How many arrows do you shoot in practice each week?

Do you hold your bow up with your bow arm or do you hold it away from you?

You should use your back muscles for three things: holding your bow up, aiming and shot execution.

A tip from Len Cardinale, one of the great coaches of the 60's through the 90's,"the tension of holding is achieved in the back and only in the back. All the rest, shoulders, arms hands, etc are just hooks and levers.

Shoulder fatigue may mean that you are using the shoulder muscles more than you should.

Or it's possible that you are simply not in condition for archery. This sport uses a unique combination of muscles that is different from every other sport. 

Hope this helps,
Allen


----------



## icecoldx (Mar 3, 2013)

aread said:


> How many arrows do you shoot in practice each week?
> 
> Do you hold your bow up with your bow arm or do you hold it away from you?
> 
> ...


Thank you for taking your time Allen,

I shoot around 100 - 150 arrows per session.

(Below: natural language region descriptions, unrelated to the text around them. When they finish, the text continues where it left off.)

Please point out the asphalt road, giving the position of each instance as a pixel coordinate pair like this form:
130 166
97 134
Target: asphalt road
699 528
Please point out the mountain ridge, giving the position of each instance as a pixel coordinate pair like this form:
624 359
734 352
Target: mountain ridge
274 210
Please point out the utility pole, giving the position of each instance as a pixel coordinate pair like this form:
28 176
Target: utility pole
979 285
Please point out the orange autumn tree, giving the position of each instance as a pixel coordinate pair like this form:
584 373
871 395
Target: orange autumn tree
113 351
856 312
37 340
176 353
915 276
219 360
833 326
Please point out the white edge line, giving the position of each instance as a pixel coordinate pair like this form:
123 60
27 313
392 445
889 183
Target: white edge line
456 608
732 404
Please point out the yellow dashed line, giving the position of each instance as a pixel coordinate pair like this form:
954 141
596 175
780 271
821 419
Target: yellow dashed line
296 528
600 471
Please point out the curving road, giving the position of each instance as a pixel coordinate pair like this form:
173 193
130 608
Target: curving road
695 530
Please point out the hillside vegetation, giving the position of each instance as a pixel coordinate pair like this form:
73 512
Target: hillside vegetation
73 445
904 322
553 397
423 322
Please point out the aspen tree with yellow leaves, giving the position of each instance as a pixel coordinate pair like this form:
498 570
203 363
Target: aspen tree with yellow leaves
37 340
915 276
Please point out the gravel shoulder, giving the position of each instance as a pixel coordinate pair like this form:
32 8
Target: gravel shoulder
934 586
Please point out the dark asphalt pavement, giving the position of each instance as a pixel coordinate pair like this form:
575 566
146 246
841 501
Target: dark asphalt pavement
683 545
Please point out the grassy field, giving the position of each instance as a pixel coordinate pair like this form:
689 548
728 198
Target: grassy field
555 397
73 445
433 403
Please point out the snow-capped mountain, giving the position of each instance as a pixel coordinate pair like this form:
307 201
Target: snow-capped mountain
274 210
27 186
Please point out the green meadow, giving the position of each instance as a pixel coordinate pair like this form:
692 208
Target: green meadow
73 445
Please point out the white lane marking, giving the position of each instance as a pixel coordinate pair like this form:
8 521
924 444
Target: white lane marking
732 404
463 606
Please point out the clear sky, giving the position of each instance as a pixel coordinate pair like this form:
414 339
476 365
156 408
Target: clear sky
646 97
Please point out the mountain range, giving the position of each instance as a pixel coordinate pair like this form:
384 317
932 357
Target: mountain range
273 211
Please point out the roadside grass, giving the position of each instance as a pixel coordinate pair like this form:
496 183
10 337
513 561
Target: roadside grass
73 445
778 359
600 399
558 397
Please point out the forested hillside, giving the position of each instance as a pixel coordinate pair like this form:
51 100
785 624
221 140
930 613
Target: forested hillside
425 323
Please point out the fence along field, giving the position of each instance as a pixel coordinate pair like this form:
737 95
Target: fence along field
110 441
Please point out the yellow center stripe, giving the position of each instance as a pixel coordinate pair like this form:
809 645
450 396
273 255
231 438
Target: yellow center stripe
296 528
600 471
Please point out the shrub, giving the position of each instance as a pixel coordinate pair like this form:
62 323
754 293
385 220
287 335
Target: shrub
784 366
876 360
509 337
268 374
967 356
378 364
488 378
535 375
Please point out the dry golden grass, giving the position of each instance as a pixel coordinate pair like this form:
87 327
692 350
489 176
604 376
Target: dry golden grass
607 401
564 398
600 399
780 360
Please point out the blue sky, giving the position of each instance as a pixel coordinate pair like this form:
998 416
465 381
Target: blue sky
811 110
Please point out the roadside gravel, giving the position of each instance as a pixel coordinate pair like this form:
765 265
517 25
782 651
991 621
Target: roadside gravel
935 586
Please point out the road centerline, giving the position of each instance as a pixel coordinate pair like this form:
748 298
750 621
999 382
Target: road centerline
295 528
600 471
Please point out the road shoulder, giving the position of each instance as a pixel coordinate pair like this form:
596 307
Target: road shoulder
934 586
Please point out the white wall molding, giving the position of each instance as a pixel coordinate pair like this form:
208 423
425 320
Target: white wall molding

While walking, i hold the bow on my shoulder, during the shot I try to hold the bow from dropping with bow arm but at the same time push and pull with both arms.

Not trying to sound like a douche or anything but I am pretty sure I am in condition for archery but just that I dont know the correct way to transfer the weight away from my shoulder.

Judo is the martial art i been doing, it involves alot of pulling and back muscle.

I will check out Len Cardinale =] Thanks Allen


----------



## aread (Dec 25, 2009)

icecoldx said:


> .....during the shot I try to hold the bow from dropping with bow arm but at the same time* push and pull with both arms*.


Don't do it that way. the push / pull should come exclusively from your back muscles. Try this - hold a pencil in both hands just in front of your nose. Now try to pull the pencil apart. The muscles you use are the same ones that you should use to hold and execute. The latest video from George Ryals and Last Chance Archery give a real good demonstration of how to set your shoulders. I highly recommend it.



icecoldx said:


> I will check out Len Cardinale =] Thanks Allen


You can find a little about Len on these two websites:
http://www.archeryhalloffame.org/
http://www.bowhuntershalloffame.com/home.html

We've been trying to get Len to write a book about his methods, but so far we've had no luck. However there is a two video set from Robinhood Videos with some great information. A little expensive, but well worth the price.

Hope this helps,
Allen


----------



## icecoldx (Mar 3, 2013)

Will sure give that a try at the range tomorrow Allen, Cheers.


----------